In mostra si coglie efficacemente la stagione casoratiana negli anni Venti, quando il desiderio di recuperare ordine porta nell’arte europea il ritorno di una nuova classicità. L’esposizione di quadri come Le due sorelle, Fanciulla col linoleum e Maschere proietta in un’atmosfera sospesa e silenziosa, impregnata da misura, ordine, malinconia e mistero, in un teatro di infinite allusioni al mestiere, alla pratica della pittura, intesa come incessante studio e ricerca, confronto con la modella e con l’antico. Nell’esplicito omaggio a Piero della Francesca, nel celeberrimo dipinto Silvana Cenni una muta immobilità permea ogni cosa, congelando la scena in un misterioso fermo immagine. Tutto fin nei più minuti dettagli è talmente realistico da tradursi in straniamento. Come ulteriore riferimento a Piero, nella sua pittura c’è anche il tema ricorrente della natura morta di uova, forma perfetta e fragile consistenza che gli permettono una riflessione sul contrasto tra la precarietà e la solidità formale. La relazione tra pittura e musica è esplicitata anche in una serie di importanti dipinti esposti i quali, nella cornice di una ipotetica vicinanza tra il collezionista Magnani e l’artista, pongono in risalto le loro passioni comuni. In particolare, si fa riferimento al dipinto Beethoven, appartenente alla Collezione Vaf-Stiftung.

Anche l’intensa attività di Casorati scenografo teatrale viene documentata in mostra con un corpus di bozzetti e figurini della Fondazione Teatro alla Scala di Milano.
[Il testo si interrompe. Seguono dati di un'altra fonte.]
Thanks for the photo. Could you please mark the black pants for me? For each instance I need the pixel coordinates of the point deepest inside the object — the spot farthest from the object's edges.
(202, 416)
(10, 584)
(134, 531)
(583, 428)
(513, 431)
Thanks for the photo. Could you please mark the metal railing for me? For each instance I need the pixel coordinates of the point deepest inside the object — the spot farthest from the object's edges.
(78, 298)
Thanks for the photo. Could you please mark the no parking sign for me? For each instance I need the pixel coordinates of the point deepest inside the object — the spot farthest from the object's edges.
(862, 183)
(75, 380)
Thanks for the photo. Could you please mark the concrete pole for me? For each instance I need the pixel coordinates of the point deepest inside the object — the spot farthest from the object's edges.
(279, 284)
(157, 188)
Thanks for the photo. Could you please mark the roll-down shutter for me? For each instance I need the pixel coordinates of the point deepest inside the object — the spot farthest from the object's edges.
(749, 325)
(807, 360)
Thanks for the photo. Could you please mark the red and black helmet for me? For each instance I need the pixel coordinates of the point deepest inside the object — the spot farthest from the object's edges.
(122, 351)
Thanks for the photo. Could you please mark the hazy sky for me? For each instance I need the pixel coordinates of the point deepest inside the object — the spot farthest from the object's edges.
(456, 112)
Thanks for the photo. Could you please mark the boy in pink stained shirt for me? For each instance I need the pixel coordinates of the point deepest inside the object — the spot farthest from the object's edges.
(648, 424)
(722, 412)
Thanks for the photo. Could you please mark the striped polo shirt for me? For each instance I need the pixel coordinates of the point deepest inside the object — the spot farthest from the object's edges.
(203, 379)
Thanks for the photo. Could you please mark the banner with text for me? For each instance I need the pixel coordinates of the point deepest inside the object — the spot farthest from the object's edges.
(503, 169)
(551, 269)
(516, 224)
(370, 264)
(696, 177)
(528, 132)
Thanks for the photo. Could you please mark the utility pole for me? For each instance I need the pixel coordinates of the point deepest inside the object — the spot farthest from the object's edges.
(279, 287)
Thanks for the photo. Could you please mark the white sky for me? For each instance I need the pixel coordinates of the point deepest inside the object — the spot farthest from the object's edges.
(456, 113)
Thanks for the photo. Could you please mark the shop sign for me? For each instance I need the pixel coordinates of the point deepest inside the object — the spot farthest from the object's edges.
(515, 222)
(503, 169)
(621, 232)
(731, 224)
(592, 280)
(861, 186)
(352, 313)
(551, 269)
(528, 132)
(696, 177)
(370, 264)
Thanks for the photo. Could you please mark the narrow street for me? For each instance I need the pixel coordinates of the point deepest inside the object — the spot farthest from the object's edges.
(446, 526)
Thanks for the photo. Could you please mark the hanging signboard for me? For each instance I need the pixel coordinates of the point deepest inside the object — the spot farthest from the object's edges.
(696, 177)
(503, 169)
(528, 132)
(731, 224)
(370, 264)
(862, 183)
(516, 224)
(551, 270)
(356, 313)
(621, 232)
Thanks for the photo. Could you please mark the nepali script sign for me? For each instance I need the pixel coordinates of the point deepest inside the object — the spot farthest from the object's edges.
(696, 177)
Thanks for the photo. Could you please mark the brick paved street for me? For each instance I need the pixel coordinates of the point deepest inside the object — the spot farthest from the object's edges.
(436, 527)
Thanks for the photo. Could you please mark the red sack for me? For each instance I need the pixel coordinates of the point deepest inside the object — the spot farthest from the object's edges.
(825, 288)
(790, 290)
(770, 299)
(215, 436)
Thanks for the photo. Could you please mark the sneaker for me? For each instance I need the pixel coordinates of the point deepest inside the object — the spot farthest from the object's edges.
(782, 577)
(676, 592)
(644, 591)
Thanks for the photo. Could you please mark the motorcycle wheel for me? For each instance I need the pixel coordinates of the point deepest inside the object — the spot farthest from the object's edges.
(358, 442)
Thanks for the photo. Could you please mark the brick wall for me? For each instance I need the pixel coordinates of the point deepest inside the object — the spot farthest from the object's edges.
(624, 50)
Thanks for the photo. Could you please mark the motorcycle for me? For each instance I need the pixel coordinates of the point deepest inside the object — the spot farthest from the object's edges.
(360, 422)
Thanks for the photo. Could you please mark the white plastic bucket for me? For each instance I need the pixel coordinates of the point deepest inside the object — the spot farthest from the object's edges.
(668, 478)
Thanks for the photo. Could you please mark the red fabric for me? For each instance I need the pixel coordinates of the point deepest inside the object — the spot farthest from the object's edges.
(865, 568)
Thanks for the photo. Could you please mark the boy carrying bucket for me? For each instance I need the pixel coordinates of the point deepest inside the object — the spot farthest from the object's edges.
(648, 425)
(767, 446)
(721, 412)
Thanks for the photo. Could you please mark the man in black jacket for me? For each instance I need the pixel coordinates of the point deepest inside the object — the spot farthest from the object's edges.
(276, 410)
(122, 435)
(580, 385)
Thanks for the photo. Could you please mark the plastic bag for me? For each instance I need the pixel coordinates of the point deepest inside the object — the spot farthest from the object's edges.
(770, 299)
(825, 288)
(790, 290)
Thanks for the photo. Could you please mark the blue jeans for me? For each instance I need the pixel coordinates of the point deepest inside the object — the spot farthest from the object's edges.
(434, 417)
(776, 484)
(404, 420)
Un ordinamento cronologico, necessario per una lettura filologica della pittura casoratiana, che talvolta è intercalato da accelerazioni temporali che anticipano gli esiti della ricerca su un medesimo tema o soggetto, al fine di comprendere l’essenza del “complicato intreccio formato dallo svolgersi della mia pittura”, come Casorati stesso direbbe. Il visitatore può così cogliere, osservando lo studio delle architetture interne ai dipinti, il gioco degli spazi, la tavolozza attentamente composta nell’equilibrio dei valori tonali, cromatici e luminosi, la coerenza e, insieme, la magia che segnano la ricerca dell’artista anche nelle opere dei decenni successivi.